Increasing the posterior slope of the tibial cut removes more bone posteriorly, which selectively increases the volume of the flexion gap. It has a negligible effect on the extension gap, as the anterior tibial cortex resection depth remains largely unchanged.

Question 4256

Topic: Total Knee Arthroplasty (TKA)

In an excessively thick (overstuffed) patellar component during TKA, which of the following postoperative complications is most directly expected?

. Increased maximum flexion
. Anterior knee pain and decreased range of motion
. Patella alta
. Posterior knee instability
. Medial patellar subluxation

Correct Answer & Explanation

. Anterior knee pain and decreased range of motion


Explanation

Overstuffing the patellofemoral joint increases the anteroposterior diameter of the knee, which elevates retinacular tension and quadriceps forces. This routinely results in anterior knee pain, lateral tracking issues, and decreased terminal flexion.

Question 4257

Topic: 3. Adult Reconstruction (Hip & Knee)

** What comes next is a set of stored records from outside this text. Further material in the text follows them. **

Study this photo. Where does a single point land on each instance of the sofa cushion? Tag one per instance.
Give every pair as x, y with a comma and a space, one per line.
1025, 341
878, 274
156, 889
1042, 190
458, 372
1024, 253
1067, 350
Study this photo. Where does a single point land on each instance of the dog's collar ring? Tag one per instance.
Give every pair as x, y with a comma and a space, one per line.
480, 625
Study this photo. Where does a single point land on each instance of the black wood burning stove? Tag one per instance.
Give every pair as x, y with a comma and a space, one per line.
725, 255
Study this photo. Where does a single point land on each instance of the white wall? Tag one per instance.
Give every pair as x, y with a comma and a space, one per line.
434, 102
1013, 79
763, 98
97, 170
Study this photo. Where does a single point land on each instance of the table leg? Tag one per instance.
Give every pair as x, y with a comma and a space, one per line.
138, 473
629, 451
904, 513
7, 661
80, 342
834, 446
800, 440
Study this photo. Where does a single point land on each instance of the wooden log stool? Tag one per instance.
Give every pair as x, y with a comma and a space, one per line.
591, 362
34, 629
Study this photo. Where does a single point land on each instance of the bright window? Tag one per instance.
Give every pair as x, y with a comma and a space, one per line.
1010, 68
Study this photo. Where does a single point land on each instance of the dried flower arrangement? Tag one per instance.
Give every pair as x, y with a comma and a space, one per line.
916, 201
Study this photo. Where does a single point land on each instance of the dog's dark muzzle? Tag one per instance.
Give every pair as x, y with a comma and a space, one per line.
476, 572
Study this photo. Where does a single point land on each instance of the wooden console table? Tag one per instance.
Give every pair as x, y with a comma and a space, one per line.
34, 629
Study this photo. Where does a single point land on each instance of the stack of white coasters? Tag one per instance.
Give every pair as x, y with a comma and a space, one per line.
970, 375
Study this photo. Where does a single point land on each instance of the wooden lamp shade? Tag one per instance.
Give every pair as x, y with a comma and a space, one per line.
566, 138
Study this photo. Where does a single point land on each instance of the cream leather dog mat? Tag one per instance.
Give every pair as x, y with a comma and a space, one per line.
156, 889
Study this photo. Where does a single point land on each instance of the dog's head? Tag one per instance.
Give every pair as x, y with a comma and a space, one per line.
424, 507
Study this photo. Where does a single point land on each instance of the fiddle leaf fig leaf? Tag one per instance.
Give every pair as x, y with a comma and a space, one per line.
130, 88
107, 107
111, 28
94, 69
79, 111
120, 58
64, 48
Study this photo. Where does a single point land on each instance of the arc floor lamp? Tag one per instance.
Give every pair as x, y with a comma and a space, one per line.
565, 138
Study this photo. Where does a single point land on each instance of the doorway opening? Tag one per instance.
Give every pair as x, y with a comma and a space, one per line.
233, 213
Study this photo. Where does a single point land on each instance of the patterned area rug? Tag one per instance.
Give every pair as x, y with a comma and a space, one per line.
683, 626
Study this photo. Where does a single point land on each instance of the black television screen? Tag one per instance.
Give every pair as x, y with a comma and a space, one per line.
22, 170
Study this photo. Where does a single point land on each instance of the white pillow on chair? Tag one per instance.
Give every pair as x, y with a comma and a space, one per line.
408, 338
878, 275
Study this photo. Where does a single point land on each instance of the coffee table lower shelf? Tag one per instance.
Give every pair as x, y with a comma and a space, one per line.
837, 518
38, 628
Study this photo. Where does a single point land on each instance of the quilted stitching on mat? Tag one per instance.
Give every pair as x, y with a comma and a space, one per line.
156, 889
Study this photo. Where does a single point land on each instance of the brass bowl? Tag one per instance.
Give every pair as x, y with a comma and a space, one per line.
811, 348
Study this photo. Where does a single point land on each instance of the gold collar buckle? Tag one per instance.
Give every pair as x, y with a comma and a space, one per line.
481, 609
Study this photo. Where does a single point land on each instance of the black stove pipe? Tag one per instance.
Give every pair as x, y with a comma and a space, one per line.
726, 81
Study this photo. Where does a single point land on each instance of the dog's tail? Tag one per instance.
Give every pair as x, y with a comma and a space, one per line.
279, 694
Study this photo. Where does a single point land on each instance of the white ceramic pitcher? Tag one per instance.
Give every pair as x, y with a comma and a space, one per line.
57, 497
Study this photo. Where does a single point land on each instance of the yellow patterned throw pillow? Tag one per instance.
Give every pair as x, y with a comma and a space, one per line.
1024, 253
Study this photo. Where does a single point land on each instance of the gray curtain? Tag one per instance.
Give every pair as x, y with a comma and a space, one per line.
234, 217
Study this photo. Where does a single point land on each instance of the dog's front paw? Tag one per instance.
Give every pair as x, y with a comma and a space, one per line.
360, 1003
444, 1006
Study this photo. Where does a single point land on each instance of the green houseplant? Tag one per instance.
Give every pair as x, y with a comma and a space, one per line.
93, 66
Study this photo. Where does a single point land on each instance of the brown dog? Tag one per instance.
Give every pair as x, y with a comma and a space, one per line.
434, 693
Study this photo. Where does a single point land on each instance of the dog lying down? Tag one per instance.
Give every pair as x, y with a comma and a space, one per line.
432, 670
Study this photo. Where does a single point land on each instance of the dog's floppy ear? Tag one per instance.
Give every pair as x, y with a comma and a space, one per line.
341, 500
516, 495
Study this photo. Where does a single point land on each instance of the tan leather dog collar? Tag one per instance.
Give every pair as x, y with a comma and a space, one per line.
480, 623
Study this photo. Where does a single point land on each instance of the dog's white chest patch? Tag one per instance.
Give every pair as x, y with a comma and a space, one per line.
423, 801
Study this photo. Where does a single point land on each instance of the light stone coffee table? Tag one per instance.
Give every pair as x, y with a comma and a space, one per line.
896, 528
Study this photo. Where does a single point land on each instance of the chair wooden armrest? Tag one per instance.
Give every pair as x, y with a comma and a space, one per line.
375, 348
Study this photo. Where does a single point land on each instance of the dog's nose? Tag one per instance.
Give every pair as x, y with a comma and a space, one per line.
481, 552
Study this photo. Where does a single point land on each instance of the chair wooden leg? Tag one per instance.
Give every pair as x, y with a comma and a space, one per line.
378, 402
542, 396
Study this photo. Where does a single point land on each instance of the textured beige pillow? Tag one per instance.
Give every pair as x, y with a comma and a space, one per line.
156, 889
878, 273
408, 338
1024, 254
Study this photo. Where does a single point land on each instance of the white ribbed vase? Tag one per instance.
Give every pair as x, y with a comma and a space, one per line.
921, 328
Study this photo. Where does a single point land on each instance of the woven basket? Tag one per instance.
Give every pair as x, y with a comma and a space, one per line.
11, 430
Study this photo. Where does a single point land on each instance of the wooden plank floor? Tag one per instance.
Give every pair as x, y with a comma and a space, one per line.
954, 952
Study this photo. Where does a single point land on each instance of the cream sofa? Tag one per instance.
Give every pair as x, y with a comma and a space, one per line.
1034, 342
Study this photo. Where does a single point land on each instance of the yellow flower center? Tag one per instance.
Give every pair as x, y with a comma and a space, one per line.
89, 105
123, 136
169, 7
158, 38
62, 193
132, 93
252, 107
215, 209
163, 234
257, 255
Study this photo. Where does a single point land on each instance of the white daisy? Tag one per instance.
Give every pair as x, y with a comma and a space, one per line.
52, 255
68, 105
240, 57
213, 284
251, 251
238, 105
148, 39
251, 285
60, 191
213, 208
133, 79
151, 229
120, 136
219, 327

During pre-operative templating for a TKA on a patient with a 20-degree valgus deformity, the surgeon plans a lateral parapatellar approach. To preserve patellar viability, which critical arterial supply must the surgeon attempt to protect?

. Superior lateral geniculate artery
. Inferior lateral geniculate artery
. Descending genicular artery
. Supreme genicular artery
. Medial superior geniculate artery

Correct Answer & Explanation

. Medial superior geniculate artery


Explanation

A lateral parapatellar approach routinely sacrifices the superior and inferior lateral geniculate arteries. To prevent patellar avascular necrosis, the predominant remaining medial supply, specifically the superior medial geniculate artery, must be meticulously preserved.

Question 4258

Topic: 3. Adult Reconstruction (Hip & Knee)

During a primary total knee arthroplasty (TKA), the joint is perfectly balanced in extension but demonstrates a tight flexion gap. Which of the following is the most appropriate corrective action?

. Resect additional distal femur
. Downsize the femoral component
. Use a thicker tibial polyethylene insert
. Perform an extensive release of the medial collateral ligament
. Recut the proximal tibia to decrease posterior slope

Correct Answer & Explanation

. Downsize the femoral component


Explanation

A tight flexion gap with a balanced extension gap indicates the anteroposterior (AP) dimension of the femoral component is too large. Downsizing the femoral component reduces the AP dimension, loosening the flexion gap without affecting the balanced extension gap.

Question 4259

Topic: 3. Adult Reconstruction (Hip & Knee)

Internal rotation of the tibial component in a primary total knee arthroplasty primarily leads to which of the following postoperative complications?

. Lateral patellar maltracking
. Medial patellar maltracking
. Mid-flexion instability
. Increased femoral rollback
. Extension gap laxity

Correct Answer & Explanation

. Lateral patellar maltracking


Explanation

Internal rotation of the tibial component effectively externally rotates the tibial tubercle relative to the trochlea. This increases the Q-angle, leading to lateral patellar subluxation, maltracking, and potential anterior knee pain.

Question 4260

Topic: 3. Adult Reconstruction (Hip & Knee)

A 65-year-old patient presents with end-stage knee osteoarthritis and a 15-degree midshaft femoral varus deformity. When planning a primary TKA using an intra-articular resection alone to correct the mechanical axis, which of the following compromises must be accepted?

. Undersizing of the femoral component
. Aseptic loosening of the tibial baseplate
. Asymmetric joint line elevation and collateral ligament imbalance
. Obligatory posterior cruciate ligament substitution
. Increased posterior condylar offset

Correct Answer & Explanation

. Asymmetric joint line elevation and collateral ligament imbalance


Explanation

Compensating for a significant extra-articular femoral deformity (>10-15 degrees) with intra-articular cuts leads to an asymmetric resection of the condyles. This necessitates asymmetric soft tissue balancing and alters the native joint line, potentially leading to instability.